While India may have no role to play in this decision, Beijing believes that by giving shelter to the Dalai Lama, New Delhi is interfering in Beijing’s internal matters. China openly meddles in all matters related to the Dalai Lama and Tibetans, and an already strained bilateral relationship between India and China may get even bumpier.

“I don’t think the Chinese would be surprised by this decision. His Holiness (the Dalai Lama) has said different things about his successor, including a lady successor, at different times, so it is not for anyone to decide who will be taught the scriptures, other than the head of the order,” Gautam Bambawale, former Indian ambassador to China, told Moneycontrol.

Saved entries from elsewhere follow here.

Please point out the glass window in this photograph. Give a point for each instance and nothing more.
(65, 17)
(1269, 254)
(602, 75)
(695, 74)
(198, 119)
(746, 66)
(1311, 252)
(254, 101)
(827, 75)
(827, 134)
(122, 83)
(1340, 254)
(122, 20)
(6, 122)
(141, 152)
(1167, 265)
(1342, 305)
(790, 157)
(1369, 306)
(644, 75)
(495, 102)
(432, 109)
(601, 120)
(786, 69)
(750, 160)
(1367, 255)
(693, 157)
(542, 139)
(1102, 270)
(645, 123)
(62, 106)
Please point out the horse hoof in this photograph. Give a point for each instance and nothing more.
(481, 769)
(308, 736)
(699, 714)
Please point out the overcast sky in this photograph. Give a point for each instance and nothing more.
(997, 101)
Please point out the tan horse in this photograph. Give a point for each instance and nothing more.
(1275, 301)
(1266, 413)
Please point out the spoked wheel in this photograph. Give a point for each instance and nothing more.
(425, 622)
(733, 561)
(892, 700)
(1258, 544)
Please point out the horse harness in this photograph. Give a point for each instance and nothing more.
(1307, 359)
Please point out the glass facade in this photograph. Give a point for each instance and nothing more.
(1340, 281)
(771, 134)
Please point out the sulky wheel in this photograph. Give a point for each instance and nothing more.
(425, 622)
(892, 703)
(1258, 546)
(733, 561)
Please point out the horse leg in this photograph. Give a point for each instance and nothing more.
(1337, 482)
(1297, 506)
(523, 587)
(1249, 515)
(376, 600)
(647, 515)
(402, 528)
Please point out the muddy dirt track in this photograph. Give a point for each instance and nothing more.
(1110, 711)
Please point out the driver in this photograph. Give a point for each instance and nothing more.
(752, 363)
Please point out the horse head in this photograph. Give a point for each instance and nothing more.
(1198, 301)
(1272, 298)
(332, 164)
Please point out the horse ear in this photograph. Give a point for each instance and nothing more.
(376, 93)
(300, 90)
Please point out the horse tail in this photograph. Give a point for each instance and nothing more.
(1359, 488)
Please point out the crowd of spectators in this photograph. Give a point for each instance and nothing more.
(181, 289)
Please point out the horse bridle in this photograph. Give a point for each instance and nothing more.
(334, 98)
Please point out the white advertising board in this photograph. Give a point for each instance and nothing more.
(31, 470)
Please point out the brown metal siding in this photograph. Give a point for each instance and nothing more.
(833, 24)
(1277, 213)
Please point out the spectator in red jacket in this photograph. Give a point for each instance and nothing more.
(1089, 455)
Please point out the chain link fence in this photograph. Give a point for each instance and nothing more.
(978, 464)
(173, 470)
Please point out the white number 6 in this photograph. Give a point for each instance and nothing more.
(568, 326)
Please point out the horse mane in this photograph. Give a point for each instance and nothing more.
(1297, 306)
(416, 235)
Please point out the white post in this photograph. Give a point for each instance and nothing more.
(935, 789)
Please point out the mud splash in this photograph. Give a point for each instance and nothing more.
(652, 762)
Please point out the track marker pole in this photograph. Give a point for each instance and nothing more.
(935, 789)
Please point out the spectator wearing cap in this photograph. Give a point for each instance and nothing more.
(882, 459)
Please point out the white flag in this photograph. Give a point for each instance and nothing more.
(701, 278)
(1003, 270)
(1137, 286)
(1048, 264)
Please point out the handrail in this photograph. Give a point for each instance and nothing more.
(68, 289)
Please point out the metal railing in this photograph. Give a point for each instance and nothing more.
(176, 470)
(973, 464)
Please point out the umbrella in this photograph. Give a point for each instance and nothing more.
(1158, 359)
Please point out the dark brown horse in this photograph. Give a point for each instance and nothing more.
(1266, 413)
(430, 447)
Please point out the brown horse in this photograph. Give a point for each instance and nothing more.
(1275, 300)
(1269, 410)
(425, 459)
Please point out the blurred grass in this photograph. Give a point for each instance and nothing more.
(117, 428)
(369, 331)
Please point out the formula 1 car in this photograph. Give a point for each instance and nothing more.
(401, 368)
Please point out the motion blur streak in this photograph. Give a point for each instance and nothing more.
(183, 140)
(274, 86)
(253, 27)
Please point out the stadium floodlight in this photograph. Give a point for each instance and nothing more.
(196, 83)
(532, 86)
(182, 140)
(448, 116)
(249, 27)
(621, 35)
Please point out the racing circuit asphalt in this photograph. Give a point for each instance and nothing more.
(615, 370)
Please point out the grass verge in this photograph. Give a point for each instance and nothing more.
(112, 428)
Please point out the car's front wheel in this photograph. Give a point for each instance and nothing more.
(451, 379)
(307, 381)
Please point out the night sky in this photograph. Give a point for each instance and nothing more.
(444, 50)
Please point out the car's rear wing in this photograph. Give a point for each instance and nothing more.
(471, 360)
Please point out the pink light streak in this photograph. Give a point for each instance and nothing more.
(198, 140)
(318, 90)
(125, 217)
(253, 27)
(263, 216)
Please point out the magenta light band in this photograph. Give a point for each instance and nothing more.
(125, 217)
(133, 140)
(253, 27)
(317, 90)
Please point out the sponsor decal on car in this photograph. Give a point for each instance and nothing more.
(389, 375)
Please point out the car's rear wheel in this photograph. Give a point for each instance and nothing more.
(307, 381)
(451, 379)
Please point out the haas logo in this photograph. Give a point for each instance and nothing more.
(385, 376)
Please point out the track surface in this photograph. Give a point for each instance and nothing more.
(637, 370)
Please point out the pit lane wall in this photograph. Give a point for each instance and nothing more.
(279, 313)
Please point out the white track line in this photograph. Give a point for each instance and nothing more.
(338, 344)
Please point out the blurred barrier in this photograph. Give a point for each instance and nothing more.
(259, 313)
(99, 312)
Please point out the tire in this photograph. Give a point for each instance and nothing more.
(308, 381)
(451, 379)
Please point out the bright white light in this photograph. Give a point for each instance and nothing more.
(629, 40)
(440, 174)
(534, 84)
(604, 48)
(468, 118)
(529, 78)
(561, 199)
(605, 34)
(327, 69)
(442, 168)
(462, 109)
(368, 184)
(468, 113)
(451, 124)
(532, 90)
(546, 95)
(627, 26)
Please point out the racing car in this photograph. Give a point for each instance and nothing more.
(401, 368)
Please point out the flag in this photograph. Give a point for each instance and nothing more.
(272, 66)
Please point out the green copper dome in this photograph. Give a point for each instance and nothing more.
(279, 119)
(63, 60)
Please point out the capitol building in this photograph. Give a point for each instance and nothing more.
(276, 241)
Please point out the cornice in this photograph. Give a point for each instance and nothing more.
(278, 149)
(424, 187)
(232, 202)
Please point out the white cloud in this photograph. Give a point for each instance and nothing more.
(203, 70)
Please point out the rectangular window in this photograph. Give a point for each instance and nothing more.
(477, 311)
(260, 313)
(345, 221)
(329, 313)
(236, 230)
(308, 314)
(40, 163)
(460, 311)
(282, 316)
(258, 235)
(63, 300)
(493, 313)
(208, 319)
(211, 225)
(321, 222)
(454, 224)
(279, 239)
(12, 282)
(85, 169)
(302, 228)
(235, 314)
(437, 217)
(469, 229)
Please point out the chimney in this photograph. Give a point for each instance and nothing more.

Calling the Dalai Lama’s decision on Monday an ‘ace of spades’, the ex-Indian envoy to Beijing said that neither the Indian government nor the people of India have any role to play in the choice, which is strictly speaking, not tantamount to announcing a successor. “I don’t think there is any reason for either China, the US or any other country to object because it is purely an internal decision of the Tibetan Buddhist order,” he said.

The Dalai Lama believes that he will live up to the biological age of 113 and has no immediate plans to announce his reincarnation as head of the influential Gelugpa school of Tibetan Buddhism.

The Communist Party of China has traditionally called him a ‘splittist’ as President Xi Jinping pursues his policy of Sinicisation of Tibet with Beijing abrogating the power of official reincarnations of high lamas of the four schools of Tibetan Buddhism. Yet, at this advanced age, the cancer survivor managed to stump Beijing with his decision to anoint the tenth Khalkha this week.

US-born Lama

According to unofficial reports, the eight-year-old boy, who was born in the US in 2015, was anointed as the Tenth Khalka in a ceremony at Mongolia’s Gandantegchinlen Monastery, the country’s biggest monastery, at the end of February. It was attended by the Abbot of the monastery and the high Lamas of Mongolia.

However, experts state that the eight-year-old was accorded legitimacy after he was declared a reincarnation on March 8, at the culmination of the exercise that the Dalai Lama undertook when he visited Ulan Bator in 2016.

The tenth Khalkha is one of the twin boys named Aguidau and Achiltai Attanmar. He belongs to one of the richest business and political empires in Ulan Bator. The Dalai Lama institution in Dharamshala declined to comment over the real identity of the new Mongolian Tibetan leader as they feel he would be targeted by the Chinese regime.

Sandwiched between allies Russia and China, Mongolia has played a key role in the Dalai Lama Institution — often under intense pressure — as it was the Mongolian King Altan Khan who offered the title of Dalai Lama (Ocean of wisdom) to the third Gelugpa, Lama Sonam Gyatso, who in return conferred the title of `Brahma’, the king of religion, on Khan.

Former Indian ambassador to China Vijay Nambiar believes the nomination of the Khalka is a natural decision. “Given that China has taken unilateral decisions regarding Tibet, the Dalai Lama’s decision is to be expected. It is an essential part of the autonomy of the Tibet religious hierarchy,” he told Moneycontrol.

Nothing to do with New Delhi

Asked if it could lead to worsening of already-strained bilateral relations between India and China, he said that while “it would tighten relations between India and China, New Delhi has nothing to do with this decision, which is an independent one.”

China, Nambiar said, has nominated its own Panchen Lama as the man to succeed the Dalai Lama, “but let us also remember that the Dalai Lama has in the past said that he may not have a successor so let us not see this appointment as necessarily his successor.”

Tibetan exiles have traditionally worried that China might just simply appoint its own successor. In 1995, after the Dalai Lama named a boy in Tibet as the reincarnation of the previous Panchen Lama, the second-highest figure in Tibetan Buddhism, China put that boy under house arrest and installed another in his place. Many Tibetans spurn the Chinese-appointed Panchen Lama as a fake.

That the Dalai Lama’s decision could have surprised China is being attributed to the fact that Beijing is yet to offer a reaction a full 24 hours after the anointment.